Misael Sánchez
El gobernador Salomón Jara subrayó que el primero de julio de 2018 permanece como una fecha decisiva para la vida pública del país, al representar el momento en que millones de mexicanas y mexicanos confirmaron que un cambio profundo era posible. Desde su mensaje, enfatizó que la jornada electoral de hace ocho años consolidó una voluntad colectiva que rechazó décadas de exclusión, desigualdad y decisiones tomadas al margen del pueblo. Recordó que la victoria de Andrés Manuel López Obrador simbolizó la revolución de las conciencias y el inicio de una etapa que transformó la relación entre ciudadanía y gobierno.
Jara explicó que antes de la Cuarta Transformación México vivía bajo un modelo político y económico que concentraba el poder en pocas manos y relegaba a los sectores populares a un trato de segunda categoría. Señaló que durante años se intentó convencer a la población de que la desigualdad era inevitable y de que el gobierno debía responder únicamente a intereses privilegiados. Sin embargo, el despertar social fue resultado de luchas prolongadas y de agravios que marcaron la vida democrática, especialmente los hechos del proceso electoral de 2006, caracterizado por irregularidades, campañas de miedo y la negativa a transparentar plenamente la voluntad popular.
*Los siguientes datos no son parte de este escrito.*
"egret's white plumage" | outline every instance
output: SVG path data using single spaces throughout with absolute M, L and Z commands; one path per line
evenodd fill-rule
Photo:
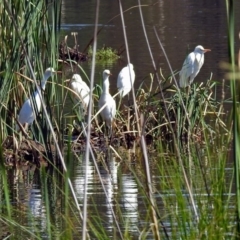
M 182 69 L 179 72 L 179 85 L 181 88 L 185 88 L 192 84 L 194 78 L 197 76 L 204 63 L 204 53 L 209 51 L 211 50 L 204 49 L 201 45 L 199 45 L 187 56 Z
M 118 74 L 117 88 L 118 88 L 118 91 L 121 92 L 120 93 L 121 97 L 124 97 L 131 91 L 134 81 L 135 81 L 135 72 L 133 70 L 133 65 L 129 63 Z
M 79 74 L 73 74 L 72 79 L 70 81 L 71 89 L 77 94 L 75 95 L 75 99 L 77 102 L 81 101 L 83 108 L 87 109 L 89 101 L 90 101 L 90 88 L 88 85 L 82 80 Z
M 105 121 L 110 133 L 112 134 L 112 121 L 116 115 L 116 102 L 109 93 L 109 76 L 110 71 L 103 71 L 103 92 L 98 102 L 99 110 L 106 104 L 106 106 L 100 112 L 102 119 Z
M 55 73 L 53 68 L 46 69 L 43 75 L 43 79 L 41 81 L 42 90 L 45 90 L 46 82 L 48 78 L 52 76 L 53 73 Z M 33 106 L 36 106 L 36 108 L 34 108 Z M 32 99 L 29 98 L 24 102 L 18 116 L 19 123 L 21 123 L 22 126 L 32 124 L 36 118 L 35 111 L 40 112 L 40 109 L 41 109 L 41 100 L 40 100 L 39 92 L 36 90 L 32 96 Z M 17 131 L 19 130 L 18 124 L 16 125 L 16 130 Z

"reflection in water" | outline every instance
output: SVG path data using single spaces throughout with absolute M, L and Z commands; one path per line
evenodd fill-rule
M 27 226 L 33 233 L 45 233 L 47 227 L 46 209 L 38 184 L 36 166 L 17 167 L 13 172 L 13 204 L 20 214 L 16 215 L 23 226 Z
M 126 222 L 137 227 L 138 223 L 138 187 L 133 175 L 122 175 L 122 214 Z
M 103 181 L 106 195 L 102 188 L 99 176 L 95 170 L 92 161 L 89 161 L 88 165 L 88 208 L 97 206 L 98 214 L 102 218 L 101 224 L 104 229 L 107 229 L 110 236 L 112 236 L 114 227 L 114 216 L 117 214 L 116 209 L 120 207 L 121 217 L 123 217 L 124 223 L 122 227 L 134 226 L 137 229 L 138 224 L 138 188 L 134 180 L 134 176 L 130 174 L 122 174 L 121 181 L 118 181 L 118 167 L 119 163 L 114 158 L 109 158 L 107 166 L 99 164 L 99 170 L 101 179 Z M 77 193 L 77 198 L 82 207 L 83 194 L 84 194 L 84 176 L 85 174 L 85 161 L 78 162 L 75 165 L 75 173 L 72 179 L 74 189 Z M 116 202 L 119 200 L 119 206 L 116 206 Z M 118 218 L 118 217 L 117 217 Z M 100 224 L 100 223 L 99 223 Z M 134 228 L 131 229 L 134 231 Z

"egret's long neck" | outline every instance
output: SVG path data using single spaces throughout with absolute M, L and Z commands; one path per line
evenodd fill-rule
M 104 80 L 103 80 L 103 93 L 109 93 L 109 79 L 108 77 L 106 77 Z
M 42 89 L 42 90 L 45 90 L 45 88 L 46 88 L 46 82 L 47 82 L 47 80 L 48 80 L 49 77 L 50 77 L 49 74 L 44 74 L 43 79 L 42 79 L 42 81 L 41 81 L 41 89 Z

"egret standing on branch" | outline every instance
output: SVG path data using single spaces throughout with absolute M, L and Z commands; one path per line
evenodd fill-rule
M 181 88 L 185 88 L 192 84 L 194 78 L 197 76 L 204 63 L 204 53 L 209 51 L 211 50 L 204 49 L 201 45 L 199 45 L 187 56 L 182 69 L 179 72 L 179 85 Z
M 41 81 L 41 89 L 45 90 L 46 87 L 46 82 L 49 77 L 53 75 L 53 73 L 56 73 L 53 68 L 47 68 L 44 75 L 43 79 Z M 39 91 L 40 89 L 36 90 L 32 96 L 32 99 L 27 99 L 18 116 L 18 121 L 21 123 L 21 125 L 27 129 L 28 125 L 31 125 L 33 121 L 36 119 L 36 114 L 35 114 L 35 109 L 34 106 L 36 106 L 36 111 L 40 112 L 41 109 L 41 100 L 39 96 Z M 33 105 L 32 105 L 33 104 Z M 16 125 L 16 130 L 19 130 L 18 124 Z
M 133 70 L 133 65 L 129 63 L 118 74 L 117 88 L 118 88 L 118 91 L 120 92 L 121 98 L 123 98 L 125 95 L 127 95 L 131 91 L 134 81 L 135 81 L 135 72 Z
M 70 88 L 76 93 L 74 96 L 76 102 L 79 104 L 80 101 L 80 111 L 83 109 L 86 112 L 90 101 L 90 88 L 79 74 L 73 74 L 70 80 Z
M 109 93 L 109 76 L 111 75 L 109 70 L 103 71 L 103 92 L 98 102 L 99 110 L 105 105 L 101 110 L 100 114 L 102 119 L 105 121 L 107 128 L 109 130 L 108 136 L 112 136 L 112 121 L 116 115 L 116 102 Z

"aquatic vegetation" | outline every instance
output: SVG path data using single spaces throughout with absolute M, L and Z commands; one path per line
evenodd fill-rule
M 154 66 L 155 72 L 143 81 L 136 95 L 134 92 L 133 103 L 121 104 L 113 137 L 105 142 L 96 114 L 100 99 L 98 85 L 90 91 L 91 124 L 86 128 L 79 123 L 79 129 L 72 124 L 79 117 L 71 115 L 72 108 L 67 105 L 69 89 L 64 82 L 65 75 L 86 73 L 71 58 L 56 67 L 60 9 L 60 1 L 53 2 L 51 7 L 42 1 L 16 2 L 10 7 L 4 1 L 0 7 L 3 23 L 0 55 L 4 59 L 0 71 L 0 228 L 6 233 L 3 237 L 74 239 L 82 233 L 86 233 L 83 239 L 239 237 L 236 217 L 239 219 L 240 212 L 240 124 L 236 80 L 231 81 L 233 135 L 232 118 L 224 109 L 226 99 L 219 100 L 215 94 L 219 87 L 216 81 L 210 77 L 204 79 L 204 84 L 192 84 L 189 91 L 180 90 L 174 81 L 175 73 L 167 78 Z M 49 11 L 56 18 L 51 25 Z M 120 15 L 125 26 L 121 1 Z M 230 32 L 229 36 L 231 72 L 235 73 L 234 34 Z M 126 51 L 129 54 L 127 44 Z M 98 57 L 115 59 L 115 55 L 114 50 L 103 48 L 98 56 L 93 47 L 92 71 Z M 31 140 L 25 138 L 20 142 L 21 136 L 15 131 L 17 112 L 35 91 L 36 78 L 46 68 L 45 63 L 61 69 L 62 76 L 47 83 L 43 93 L 47 111 L 36 114 L 29 132 Z M 93 89 L 93 78 L 91 73 L 90 89 Z M 235 166 L 228 162 L 232 137 Z M 59 149 L 64 152 L 64 159 Z M 90 163 L 94 167 L 91 174 Z M 73 188 L 76 165 L 84 173 Z M 137 185 L 137 191 L 130 192 L 132 199 L 128 199 L 129 192 L 123 191 L 129 187 L 121 183 L 124 174 L 131 175 Z M 95 182 L 88 184 L 88 177 L 93 177 Z M 97 191 L 103 192 L 104 199 L 88 192 L 96 182 L 99 183 Z M 37 210 L 30 201 L 34 185 L 39 186 Z M 106 211 L 101 212 L 102 200 L 108 215 Z M 140 202 L 141 209 L 136 204 Z M 124 214 L 127 207 L 134 210 L 132 222 Z M 106 222 L 111 227 L 106 228 Z

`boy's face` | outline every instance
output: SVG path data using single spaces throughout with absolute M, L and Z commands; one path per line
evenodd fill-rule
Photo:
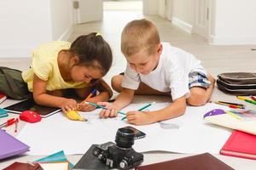
M 162 45 L 159 44 L 153 54 L 148 55 L 146 51 L 143 50 L 134 55 L 125 56 L 125 58 L 131 69 L 142 75 L 148 75 L 158 65 L 161 52 Z

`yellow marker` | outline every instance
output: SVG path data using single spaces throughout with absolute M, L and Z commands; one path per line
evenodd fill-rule
M 241 117 L 239 116 L 236 115 L 235 113 L 232 113 L 231 111 L 227 111 L 226 113 L 229 114 L 230 116 L 235 117 L 236 119 L 241 120 Z
M 82 122 L 87 121 L 86 119 L 83 118 L 76 110 L 68 110 L 67 112 L 67 118 L 73 121 L 82 121 Z

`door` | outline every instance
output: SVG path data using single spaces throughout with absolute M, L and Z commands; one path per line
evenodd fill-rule
M 73 1 L 74 22 L 80 24 L 103 18 L 102 0 L 76 0 Z
M 195 24 L 193 32 L 207 39 L 209 37 L 210 0 L 195 0 Z

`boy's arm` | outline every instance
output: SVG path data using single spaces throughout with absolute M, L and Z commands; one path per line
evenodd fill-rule
M 111 88 L 102 78 L 95 84 L 95 88 L 98 90 L 100 94 L 99 95 L 88 99 L 90 102 L 97 103 L 99 101 L 108 101 L 113 95 Z
M 41 80 L 34 74 L 33 99 L 37 104 L 61 108 L 64 112 L 68 110 L 77 109 L 77 102 L 74 99 L 53 96 L 46 94 L 46 81 Z
M 127 113 L 127 121 L 135 125 L 150 124 L 184 114 L 186 110 L 186 99 L 184 96 L 178 98 L 167 107 L 148 112 L 131 111 Z
M 108 110 L 102 110 L 100 117 L 113 117 L 117 116 L 117 111 L 123 109 L 129 105 L 132 100 L 134 90 L 123 88 L 123 91 L 118 95 L 117 99 L 113 104 L 108 102 L 99 102 L 100 105 L 105 106 Z

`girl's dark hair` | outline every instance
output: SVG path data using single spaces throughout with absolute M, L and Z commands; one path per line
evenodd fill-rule
M 73 55 L 79 58 L 78 65 L 99 68 L 105 75 L 109 71 L 113 56 L 108 43 L 96 32 L 79 37 L 70 47 Z

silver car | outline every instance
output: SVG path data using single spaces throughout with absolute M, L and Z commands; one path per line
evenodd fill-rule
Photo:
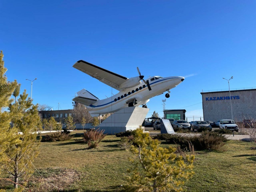
M 192 130 L 194 131 L 196 129 L 198 131 L 199 129 L 201 127 L 206 127 L 207 130 L 210 131 L 212 130 L 211 126 L 206 121 L 196 121 L 192 124 Z
M 185 120 L 176 120 L 173 123 L 174 128 L 190 130 L 190 124 Z

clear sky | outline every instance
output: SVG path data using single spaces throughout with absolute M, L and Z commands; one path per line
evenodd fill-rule
M 84 88 L 111 88 L 72 67 L 83 60 L 128 78 L 182 76 L 166 109 L 202 115 L 204 91 L 256 87 L 256 1 L 0 1 L 0 50 L 9 81 L 34 103 L 73 108 Z M 113 93 L 117 91 L 113 90 Z M 162 99 L 147 104 L 163 115 Z

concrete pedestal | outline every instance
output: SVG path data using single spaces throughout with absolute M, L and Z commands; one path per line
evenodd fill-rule
M 139 107 L 126 107 L 114 113 L 95 128 L 104 130 L 104 133 L 109 134 L 136 129 L 142 124 L 149 109 Z

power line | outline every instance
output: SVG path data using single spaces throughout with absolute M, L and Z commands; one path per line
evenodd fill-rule
M 200 102 L 200 103 L 196 103 L 196 104 L 194 104 L 194 105 L 189 105 L 188 106 L 186 106 L 185 107 L 182 107 L 181 108 L 178 108 L 178 109 L 180 109 L 183 108 L 185 108 L 185 107 L 190 107 L 190 106 L 193 106 L 193 105 L 197 105 L 198 104 L 199 104 L 199 103 L 201 103 L 202 102 Z

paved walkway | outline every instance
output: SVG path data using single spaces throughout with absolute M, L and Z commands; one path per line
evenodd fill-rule
M 156 135 L 159 134 L 159 132 L 150 132 L 151 135 Z M 177 133 L 176 134 L 181 135 L 185 135 L 186 136 L 193 136 L 194 135 L 200 135 L 200 134 L 196 133 Z M 250 136 L 249 135 L 236 135 L 234 134 L 233 136 L 233 134 L 223 134 L 225 135 L 228 139 L 230 140 L 238 140 L 239 141 L 249 141 L 250 140 Z

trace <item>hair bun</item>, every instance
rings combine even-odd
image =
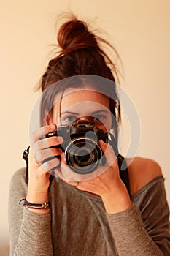
[[[82,48],[98,49],[97,41],[93,34],[88,31],[86,23],[76,18],[61,26],[58,42],[64,53]]]

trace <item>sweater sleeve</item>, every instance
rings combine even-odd
[[[107,214],[119,256],[169,255],[169,210],[163,177],[152,180],[132,200],[128,209]]]
[[[31,212],[19,204],[25,198],[25,170],[11,179],[9,197],[10,256],[52,256],[50,214]]]

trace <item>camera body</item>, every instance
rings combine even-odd
[[[99,140],[107,143],[107,134],[88,120],[74,121],[72,126],[61,125],[46,138],[61,136],[64,142],[59,147],[65,152],[66,162],[78,174],[88,174],[104,165],[105,157],[98,144]]]

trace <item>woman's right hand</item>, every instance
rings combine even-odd
[[[49,177],[51,169],[60,164],[62,150],[54,147],[63,143],[61,137],[42,138],[45,135],[54,132],[56,125],[51,124],[34,131],[31,136],[28,157],[28,184],[26,199],[32,203],[44,203],[48,200]],[[33,211],[41,212],[42,210]]]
El mandatario afirmó que ese episodio, lejos de debilitar al movimiento, sembró la esperanza que doce años después se convirtió en una fuerza democrática imparable. La llegada de la Cuarta Transformación significó para millones de personas el reconocimiento de un gobierno que escucha y atiende, y que coloca el bienestar como prioridad. Jara destacó que estos ocho años han demostrado que es posible gobernar con principios, destinar recursos al bienestar y construir un país donde la máxima “primero los pobres” se convierta en política de Estado.
En el caso de Oaxaca, señaló que la transformación tiene un significado profundo porque el estado vivió de primera mano el abandono y la marginación del periodo neoliberal. Recordó que durante años las comunidades indígenas y afromexicanas fueron atendidas únicamente en tiempos electorales, mientras que hoy existe un reconocimiento real a su dignidad y a sus derechos. Subrayó que el movimiento ha demostrado que no es lo mismo recorrer comunidades durante una campaña que caminar toda una vida junto a la gente.
Finalmente, reafirmó que Oaxaca seguirá construyendo el segundo piso de la Cuarta Transformación porque este proceso no pertenece a una persona ni a un gobierno, sino al pueblo de México y a su conciencia histórica. Recordó que el primero de julio de 2018 quedó grabado como el día en que la esperanza venció al miedo y la ciudadanía decidió hacer historia, una historia que continúa escribiéndose colectivamente.